高い笑い声が室内に響いた。笑っているのは先生が両手で大事に持ち上げた小さな小さな赤ちゃんだ。母親のさとみは命かげてできてくれたことよりも笑っていることにびっくりして一瞬時が止まったように感じた。視界がボーッとしていたがなんとなく先生たちも驚いた表情がみえた。さとみは直感的に何か赤ちゃんに問題があるのかもしれないと感じた。さとみの一時の安心は不安へと変化していった。十月十日大事に大事にこの日を待ちわびてようやく新しい命を授かった。定期的に検診に行き、母子共に健康な状態だった。何も思い当たる節はない。

先生うちの子大丈夫でしょうか?

先生たちの様子からしてさとみは思ったことをすぐに言った

検査では何も問題なかったですし少し様子をみてみましょう

これといった異常は発見されなかった。ただ、笑っている。時々不吉に思うくらい笑っている。

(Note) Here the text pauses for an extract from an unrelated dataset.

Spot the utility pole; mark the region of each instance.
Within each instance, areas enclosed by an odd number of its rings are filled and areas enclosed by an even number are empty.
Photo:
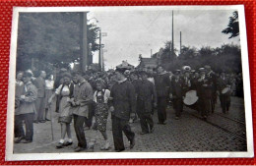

2週間後、さとみは退院した。さとみは子どもが心配だったが病院の先生が大丈夫大丈夫と強く念を押すように言っていたことで帰宅を決意した。そして手に抱えスヤスヤと眠っている姿を見て少しだけ安心できた。

りなはよく笑う子だね。でもなんかへん、、まだ泣いてないなんて、、

家に帰ってきてからも不自然なタイミングで泣いている。他のママ友に相談をしたいけれど変な噂になることを恐れて誰にも言えずにいた。

それから2ヶ月が経ち、りなにおっぱいをあげているとだんだんと泣き出した。しかしりなはおっぱいを飲むのをやめない。泣きながら飲んでいる。

え、!?どーしたの!?

さとみはりなが泣かないことが常に気がかりだったがまさか今このタイミングで泣いてることに驚いた。いつものようにおっぱいをあげているときに泣いているのがなぜだかわからない。なぜ今なのか、そしてなぜ泣きわめいたりはせずおっぱいを飲み続けているのか。さとみは今までのりなの行動、出来事から考えていった。

よく笑っているけどいつも不自然なタイミングだった。オムツを替えるタイミングや、夜中、 お腹が空いているとき、、、普通の赤ちゃんなら泣いているところでりなはずっと笑っていた。でも今はおっぱいをあげているときに泣いてる、、

そのときさとみの考えていることが整理され、ハッと気づいた。

もしかしてりなは泣きたい感情のときは笑って、笑いたい感情のときは泣いてるのかもしれない、、

このことに気づいたさとみはその日に病院と夫のこういちに連絡した。